26-107 Estimation of pollutant emissions from space using deep Learning

  • Ph.D., 36 months
  • Full-time
  • Experience: no preference
  • MBA
  • Atmospheric Composition & Climate

Mission

The important industrialization and urbanization of the society, started in the 20th century, has led to an unprecedented increase in anthropogenic emissions of pollutants. As a result, air pollution represents the biggest environmental risk to health according to the World Health Organization, with around 3 million deaths per year attributable solely to ambient (outdoor) air pollution. To tackle this air quality (AQ) issue, efforts have been made worldwide to progressively apply emission regulations.

Knowing precisely anthropogenic pollutant emissions at high spatial and temporal resolution over sufficiently long period (several years/decade) is essential to understand and quantify the implication of changing emissions on atmospheric chemistry and climate, both in terms of trends and abrupt changes (e.g. pandemic, economic or geopolitical crises). It is also crucial to evaluate the effectiveness of emission regulations, improve medium and long-term mitigation strategies at country level, and improve short-term forecasting and adaptation capabilities to AQ issues. Existing emission inventories are usually built from officially reported emissions based on self-declarations by emitters, and statistical information aggregated at the national and annual levels. This leads to trust issues, non-negligible uncertainties (from 20-30% to 300% depending on pollutants) and the time needed to collect all the necessary data limits the fast update of the inventories being used in AQ simulation and forecasting systems.

Improvements in satellite remote sensing of pollutants e.g. with the current Sentinel 5 Precursor (S5P), and the newly launched Sentinels 4 and 5, appear to be a game changer to better estimate pollutant emissions. Indeed, the unprecedented spatial and temporal coverage and resolution of these satellite observations, combined with data assimilation techniques, paves the way to provide corrected emissions of the inventories on a daily-to-hourly basis. One of the main challenges is to manage and exploit the large amount of data at high resolution provided by these satellites. The main objective of the PhD project is to explore deep learning approaches to build a system able to better estimate pollutant emissions at high spatial and temporal resolution with a near-real-time processing capability.

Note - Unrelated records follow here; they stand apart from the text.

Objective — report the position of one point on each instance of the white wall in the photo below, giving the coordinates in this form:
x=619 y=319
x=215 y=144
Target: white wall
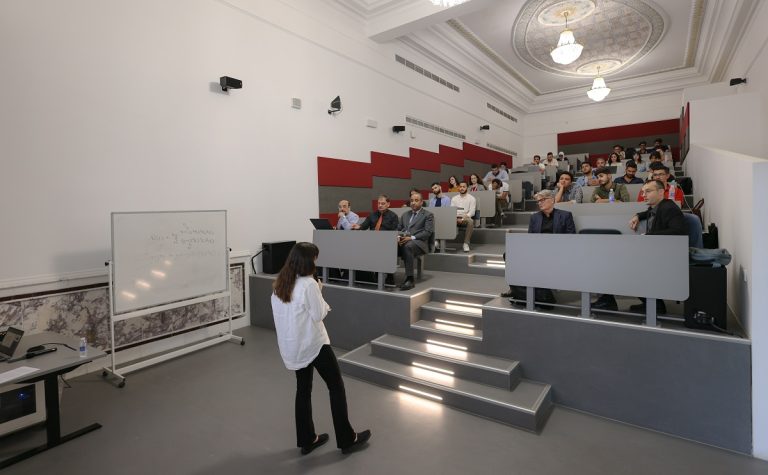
x=541 y=129
x=113 y=106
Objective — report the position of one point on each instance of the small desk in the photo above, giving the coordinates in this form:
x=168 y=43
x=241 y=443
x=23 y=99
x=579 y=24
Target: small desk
x=49 y=367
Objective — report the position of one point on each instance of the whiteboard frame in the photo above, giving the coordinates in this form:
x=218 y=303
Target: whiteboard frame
x=161 y=306
x=119 y=373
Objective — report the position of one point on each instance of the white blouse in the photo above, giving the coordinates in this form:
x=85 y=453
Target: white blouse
x=299 y=323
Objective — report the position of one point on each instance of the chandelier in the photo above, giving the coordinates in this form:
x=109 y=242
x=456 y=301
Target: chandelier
x=599 y=90
x=447 y=3
x=567 y=50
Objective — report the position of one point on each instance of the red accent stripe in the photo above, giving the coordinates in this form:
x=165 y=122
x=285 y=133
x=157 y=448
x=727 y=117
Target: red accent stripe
x=486 y=155
x=336 y=172
x=424 y=160
x=646 y=129
x=393 y=166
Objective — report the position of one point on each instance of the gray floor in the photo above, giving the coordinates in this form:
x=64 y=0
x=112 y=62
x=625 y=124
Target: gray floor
x=229 y=409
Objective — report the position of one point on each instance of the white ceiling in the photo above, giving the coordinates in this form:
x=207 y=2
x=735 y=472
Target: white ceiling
x=502 y=46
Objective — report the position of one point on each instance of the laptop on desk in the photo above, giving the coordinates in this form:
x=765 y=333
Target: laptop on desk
x=321 y=223
x=9 y=342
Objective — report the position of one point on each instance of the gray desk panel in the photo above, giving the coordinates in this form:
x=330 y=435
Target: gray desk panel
x=374 y=251
x=445 y=220
x=641 y=266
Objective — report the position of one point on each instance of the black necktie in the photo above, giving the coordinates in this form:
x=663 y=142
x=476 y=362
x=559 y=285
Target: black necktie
x=651 y=217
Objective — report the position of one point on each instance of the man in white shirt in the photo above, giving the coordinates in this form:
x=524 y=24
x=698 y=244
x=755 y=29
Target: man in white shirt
x=467 y=205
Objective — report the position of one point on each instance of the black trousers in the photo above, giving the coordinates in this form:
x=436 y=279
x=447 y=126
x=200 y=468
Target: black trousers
x=328 y=367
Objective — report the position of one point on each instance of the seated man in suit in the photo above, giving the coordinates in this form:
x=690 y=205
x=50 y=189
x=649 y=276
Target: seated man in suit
x=417 y=227
x=549 y=220
x=382 y=219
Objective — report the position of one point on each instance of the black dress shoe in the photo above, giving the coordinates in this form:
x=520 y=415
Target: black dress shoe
x=605 y=303
x=360 y=440
x=407 y=285
x=321 y=439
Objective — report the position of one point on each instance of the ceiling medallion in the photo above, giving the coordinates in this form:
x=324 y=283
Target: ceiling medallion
x=567 y=50
x=599 y=90
x=624 y=31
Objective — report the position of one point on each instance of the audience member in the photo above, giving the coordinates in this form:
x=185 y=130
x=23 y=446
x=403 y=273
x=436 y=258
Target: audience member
x=346 y=216
x=417 y=228
x=661 y=173
x=502 y=195
x=380 y=220
x=495 y=173
x=453 y=184
x=602 y=193
x=566 y=191
x=548 y=220
x=467 y=205
x=475 y=184
x=662 y=217
x=629 y=177
x=438 y=199
x=587 y=177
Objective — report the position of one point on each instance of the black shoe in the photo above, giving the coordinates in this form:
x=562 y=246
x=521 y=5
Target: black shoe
x=321 y=439
x=407 y=285
x=360 y=440
x=605 y=303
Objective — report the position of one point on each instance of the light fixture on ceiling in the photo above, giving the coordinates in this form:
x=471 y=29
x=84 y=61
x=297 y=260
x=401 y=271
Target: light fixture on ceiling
x=599 y=90
x=567 y=50
x=447 y=3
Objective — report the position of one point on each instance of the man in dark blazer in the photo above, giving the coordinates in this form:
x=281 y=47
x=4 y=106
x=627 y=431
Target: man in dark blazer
x=662 y=217
x=382 y=219
x=550 y=220
x=417 y=228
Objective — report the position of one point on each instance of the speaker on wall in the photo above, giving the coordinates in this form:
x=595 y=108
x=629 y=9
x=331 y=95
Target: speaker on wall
x=274 y=255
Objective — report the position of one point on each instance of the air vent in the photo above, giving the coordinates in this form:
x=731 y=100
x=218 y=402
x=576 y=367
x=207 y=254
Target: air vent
x=434 y=128
x=426 y=73
x=501 y=112
x=501 y=149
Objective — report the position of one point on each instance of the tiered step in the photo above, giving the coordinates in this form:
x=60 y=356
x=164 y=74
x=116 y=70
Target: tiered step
x=471 y=382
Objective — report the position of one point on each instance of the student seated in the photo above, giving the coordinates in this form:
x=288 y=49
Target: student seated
x=602 y=193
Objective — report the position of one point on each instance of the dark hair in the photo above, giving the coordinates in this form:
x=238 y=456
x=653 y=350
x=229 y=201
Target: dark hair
x=300 y=263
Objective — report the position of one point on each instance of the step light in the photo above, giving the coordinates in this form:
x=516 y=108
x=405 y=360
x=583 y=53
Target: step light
x=468 y=304
x=420 y=393
x=432 y=368
x=451 y=322
x=447 y=345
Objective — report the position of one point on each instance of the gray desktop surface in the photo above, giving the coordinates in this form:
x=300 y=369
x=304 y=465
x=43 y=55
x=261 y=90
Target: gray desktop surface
x=638 y=266
x=374 y=251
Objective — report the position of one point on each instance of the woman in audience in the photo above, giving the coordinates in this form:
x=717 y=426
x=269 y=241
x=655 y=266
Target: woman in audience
x=298 y=308
x=475 y=183
x=641 y=165
x=453 y=184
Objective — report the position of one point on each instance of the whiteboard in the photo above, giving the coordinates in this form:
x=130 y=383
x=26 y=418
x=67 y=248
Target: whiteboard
x=168 y=256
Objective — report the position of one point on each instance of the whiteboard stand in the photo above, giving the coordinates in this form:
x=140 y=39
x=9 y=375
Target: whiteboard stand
x=192 y=245
x=118 y=373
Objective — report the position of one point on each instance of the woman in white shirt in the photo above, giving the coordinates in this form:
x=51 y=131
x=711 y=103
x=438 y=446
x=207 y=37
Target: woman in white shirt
x=298 y=309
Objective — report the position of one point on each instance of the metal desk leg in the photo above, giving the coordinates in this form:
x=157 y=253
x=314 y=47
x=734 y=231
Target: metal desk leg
x=650 y=312
x=529 y=297
x=585 y=311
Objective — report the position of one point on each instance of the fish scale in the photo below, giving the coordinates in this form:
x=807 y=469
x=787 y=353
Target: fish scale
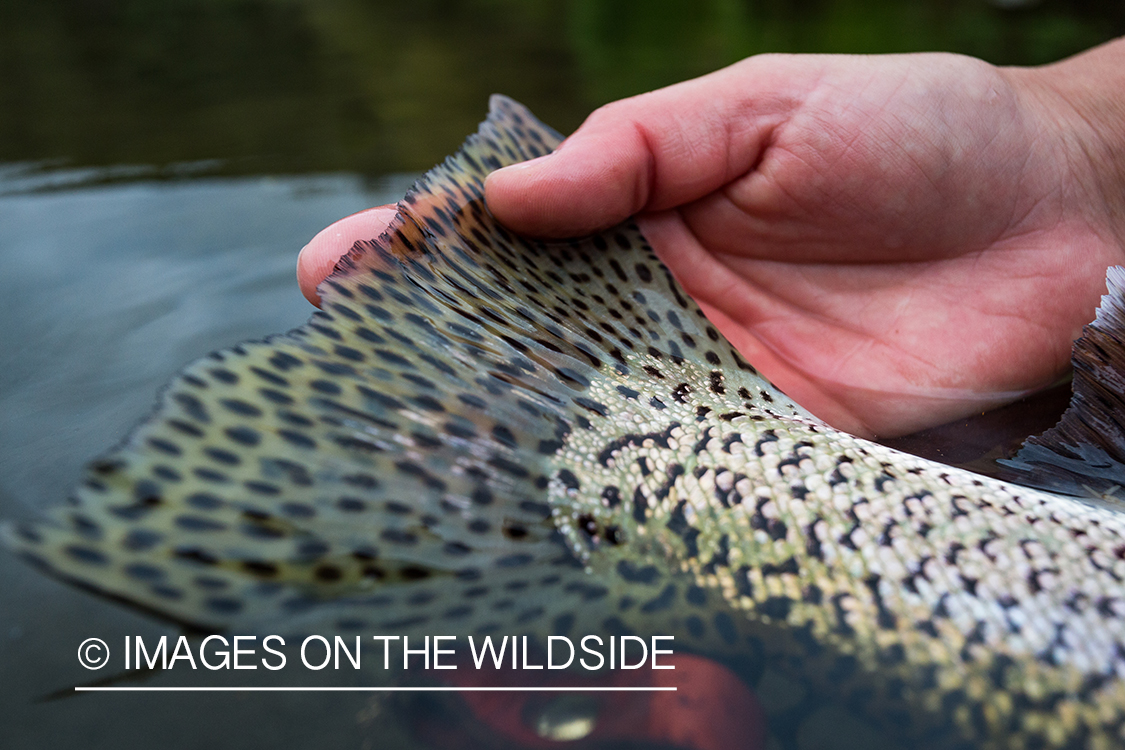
x=494 y=434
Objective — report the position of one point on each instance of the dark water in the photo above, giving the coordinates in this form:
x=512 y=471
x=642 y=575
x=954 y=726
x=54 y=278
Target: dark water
x=162 y=163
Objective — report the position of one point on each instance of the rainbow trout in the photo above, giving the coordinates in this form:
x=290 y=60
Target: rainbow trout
x=483 y=433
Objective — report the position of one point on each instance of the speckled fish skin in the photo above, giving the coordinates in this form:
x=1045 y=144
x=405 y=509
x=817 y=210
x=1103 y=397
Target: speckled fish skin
x=487 y=434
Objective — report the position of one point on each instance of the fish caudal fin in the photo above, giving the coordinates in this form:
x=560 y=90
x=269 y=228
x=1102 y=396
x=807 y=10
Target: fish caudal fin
x=406 y=458
x=1085 y=453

The PhD student will be responsible for developing a multi-task deep-learning framework able to infer (i) total emission at the pixel resolution for pollutants of interest and (ii) disentangle the contribution of each emission sector (traffic, residential, industry, etc). To this end, we propose to explore several deep learning-based approaches. As the task can be seen as a spatial regression, we propose to develop an architecture based on segmentation approaches, such as UNet or UperNet. We will also explore the use of pre-trained, EO-oriented foundation models, such as DOFA or ESA’s TerraMind. This exploration will leverage current developments of such a framework to predict total NOx emissions from NO2 satellite images. The challenge and novelty of the PhD is to build a system able to separate information from the different sources using space-based observations of atmospheric concentrations. The relationship between emissions and atmospheric concentrations will be learned from the chemistry-transport model CHIMERE including meteorological information. An ensemble of simulations with perturbed sectoral emissions will be generated and used as training set. 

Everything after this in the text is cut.